Açılımı “Fear of Missing Out”. Bir şeyleri kaçırıyor olma korkusu. Eksik kalma hissi. O an yapabileceğiniz daha iyi şeyler olduğu düşüncesi; o sırada başkalarının deneyimlediği aşırı önemli bir şeyi kaçırıyor olma korkusu. Bu Maldivler’de bir tatil de olabilir, kusursuz döşenmiş bir eve sahip olma da; bir parti olabilir ya da işte terfi alma… FOMO’nun, kişinin ihtiyaçlarının karşılanmadığı hissiyle ilişkili olduğu bulunmuş. Hayat tatminindeki genel düşüklük de yine FOMO ile ilişkili. Arka planda hep kendinde olmayana öykünme var gibi.
Sosyal medyanın yoğun kullanımıyla yükselişe geçtiği düşünülüyor. Bu ilişkide maalesef kısır bir döngü söz konusu. Sosyal medyayı fazla kullanıyor olmak FOMO’yu tetikliyor. FOMO ise daha fazla sosyal medya kullanımına yol açıyor. Kişi, sosyal medyada izleyicisi olduğu hayatlarla kendi hayatını kıyaslıyor. Bu ortamlarda kullanıcıların genellikle hayatlarının iyi ve parlak anlarını ön plana çıkardıkları düşünüldüğünde, bu kıyas tehlikeli bir hal alıyor. Çünkü ‘normal’ algısı değişiyor. Kişi kendini hep eksik, diğerleriniyse hep çok fazla şeye sahip olarak algılıyor. Bu, bizden önceki nesillerde olmayan bir problem. Sürekli başka hayatlara maruz kalma durumu sosyal medyadan önce bu kadar yoğun değildi.
FOMO’dan Kurtulmak
Belki hepimizde değil, ama birçoğumuzda farklı derecelerde olduğundan emin olduğum FOMO’dan kurtulmak ya da en azından bu ‘korku’nun şiddetini azaltmak mümkün. Sosyal medyada geçirilen zamanla ilişkisi bu kadar vurgulandığına göre, ilk basamak sosyal medya kullanımını azaltmak ya da ‘feed’inizi modifiye etmek olabilir. FOMO’nuzu tetiklediğini düşündüğünüz hesapları takibi bırakabilir/sessize alabilir; daha iyi hissetmenizi sağlayan türde hesapları takip edebilirsiniz.
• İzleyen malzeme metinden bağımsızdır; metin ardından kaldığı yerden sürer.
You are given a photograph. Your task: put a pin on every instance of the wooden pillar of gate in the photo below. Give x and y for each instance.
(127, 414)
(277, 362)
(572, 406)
Bir #gratitudejournal alışkanlığı geliştirebilirsiniz. Birkaç sene önce Fabulous adlı bir app kullanıyordum. Küçük adımlarla kalıcı davranış değişiklikleri geliştirmeyi amaçlayan bir uygulamaydı. Egzersiz, beslenme gibi kategorileri de vardı; biraz daha wellness tadında kategorileri de. Orada yetişebildiğim adımlardan biri mutluluk günlüğüydü. Ne şekilde yapılacağı temelde kişiye bırakılsa da, önerilen, gün sonunda yatağa girmeden o gün sizi mutlu eden 3 şeyi listelemeniz. Sadece bu işe özel bir defteriniz olması. Küçük aksamalar olsa da istikrarlı olmanız. Bu günlüklerde fotoğraflar, o mutlu anlara ait başka şeyler de kullanılabilir. Çok mutlu çıktığınız o filmin bileti mesela. Kendim faydasını gördüğümü söyleyebilirim. Artık bu alışkanlığı sürdürmesem de, defter hala duruyor ve ara sıra çok mutlu olduğumda, kaydetmeden geçmek istemediğim mutluluklarım olduğunda ona yazmaya devam ediyorum. Kendimizi olumlu şeylere, mutlu olduğumuz anlara, sahip olduklarımıza odaklanmaya zorlamanın hemen olmasa da hızlı şekilde bakış açımızı değiştirdiği ve bunun kalıcı bir davranışa dönüşmesinin çok kolay olduğu yönünde görüşler var.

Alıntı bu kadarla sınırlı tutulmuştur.